Read up more about the current issue of Bloody Parchment and the submission guidelines here.

Thursday, August 2, 2012

Toby Bennett's world of horror #guest

The Mother City of Cape Town has had horror quietly going about its business in the shadow of the Hoerikwaggo in the shape of Toby Bennett, one of last year's Bloody Parchment short story competition finalists.

A born-and-bred Capetonian, Toby says: "I was born in Cape Town back in 1976 and loved stories from an early age. I’m not sure if my relationship with horror was always a good one since I can remember some pretty strong nightmares as a child. My first memories actually involve a couple of scenes from the original The Amityville Horror, I was too young to really understand what I was seeing at the time (my parents had taken me into the drive in as an under two) but that didn’t stop the bloody hand prints sticking, if you will forgive the pun. It took a viewing of The Omen 2 and an increase in vocabulary before my parents actually realised that I was sure there was a coven owls waiting to pluck out my eyes while they slept.

"So that was the start anyway, since then I have written six novels and various short stories. I’m not keen to be tied down to one particular genre but I’m a definite fan of the supernatural and unusual. I hope that comes across in my work, I certainly consider my job done if I can take people out of their own world, even just a little, and give them a glimpse of something new."

The background of Toby's story treads some familiar ground for those who love the genre. He says: "I think the inspiration or at least context for the story should be familiar to anyone who has a passing acquaintance with HP Lovecraft. I’ve always thought that the monsters you don’t, or can’t, see are far more terrifying than the ones you can. A werewolf is just a big dog and these days, god help us, vampires sparkle in the sun; real fear lurks in an empty room where you are completely alone but don’t feel it. You look into the mirror and ask, 'is this me?' or turn suddenly in the hope of catching a glimpse of what might be watching you, worlds away, but somehow tickling the corner of your senses and running tentacles lightly over the back of your neck. The unseen and the unknowable are at the heart of true terror, everything else we have made up to fear, ghosts, goblins or gods, are just ways to give shape to something more profoundly disturbing to us: the emptiness and the unknowable things that might dwell within. A few withered leaves is an attempt to tap into some of that fear and a question I have always asked myself, 'If I could turn round quickly enough what might I see following in the wake of my shadow?'"

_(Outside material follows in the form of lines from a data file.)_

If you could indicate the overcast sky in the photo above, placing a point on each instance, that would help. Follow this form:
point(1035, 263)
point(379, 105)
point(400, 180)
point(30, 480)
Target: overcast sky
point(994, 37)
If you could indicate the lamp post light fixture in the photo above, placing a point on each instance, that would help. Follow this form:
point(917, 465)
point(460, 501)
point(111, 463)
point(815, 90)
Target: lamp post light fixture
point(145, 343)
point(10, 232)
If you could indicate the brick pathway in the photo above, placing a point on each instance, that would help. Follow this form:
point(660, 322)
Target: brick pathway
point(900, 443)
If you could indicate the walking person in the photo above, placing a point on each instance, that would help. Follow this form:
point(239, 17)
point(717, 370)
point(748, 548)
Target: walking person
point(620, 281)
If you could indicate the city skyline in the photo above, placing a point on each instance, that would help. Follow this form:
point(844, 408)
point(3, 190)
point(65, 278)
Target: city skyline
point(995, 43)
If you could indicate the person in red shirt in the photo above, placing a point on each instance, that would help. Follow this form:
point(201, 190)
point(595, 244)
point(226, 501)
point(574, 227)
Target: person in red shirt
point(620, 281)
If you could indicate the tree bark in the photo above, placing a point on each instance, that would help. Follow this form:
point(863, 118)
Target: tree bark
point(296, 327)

As for what Toby loves about horror as a genre, he says: "Like I said human beings have a need to quantify and catalogue the things that go bump in the night. Horror taps into something primal and can be so many different things for different people. The one thing I think we all have in common is that no matter how terrifying something gets we don’t want to look away. Perhaps it’s similar to the way that some people take a morbid interest in serial killers. Once you’ve read a story or understand the ‘rules’ of a monster it seems less frightening, so horror really does offer us a kind of catharsis and ironically even a defence against our deepest fears. That’s the cerebral answer, another way of looking at it is that it can be fun to create a character and then five minutes later come up with a reason why something might want to eat them."

And in answer to the million dollar question most horror authors can give some pretty creative answers--What scares you?--Toby says: "Mice so depraved that they wear red shorts held up by suspenders! Also being asked to provide pictures of myself. Otherwise I’m fine… when I’m awake."

Check out Toby's website at

The majority of his written works are available at Amazon, but he's also on Facebook.

Find the Bloody Parchment anthology here.

Thursday, July 19, 2012

#guest Paul Blom, SA HorrorFest organiser

Paul Blom and Sonja Ruppersberg
Picture: Thomas Dorma

Today I welcome Paul Blom who, with Sonja Ruppersberg, is responsible for bringing the South African HorrorFest to us each year. He's stopped by for a little Q&A. And if you're curious about our SA HorrorFest Bloody Parchment anthology, do go check out issue one (a free download off Goodreads) or our latest anthology, brought out with eKhaya (links on RHS, click through on cover art).

For submission guidelines for this year's short story competition, go here.

ND: Does horror have a place in a country where so many horrifying things happen on the news daily?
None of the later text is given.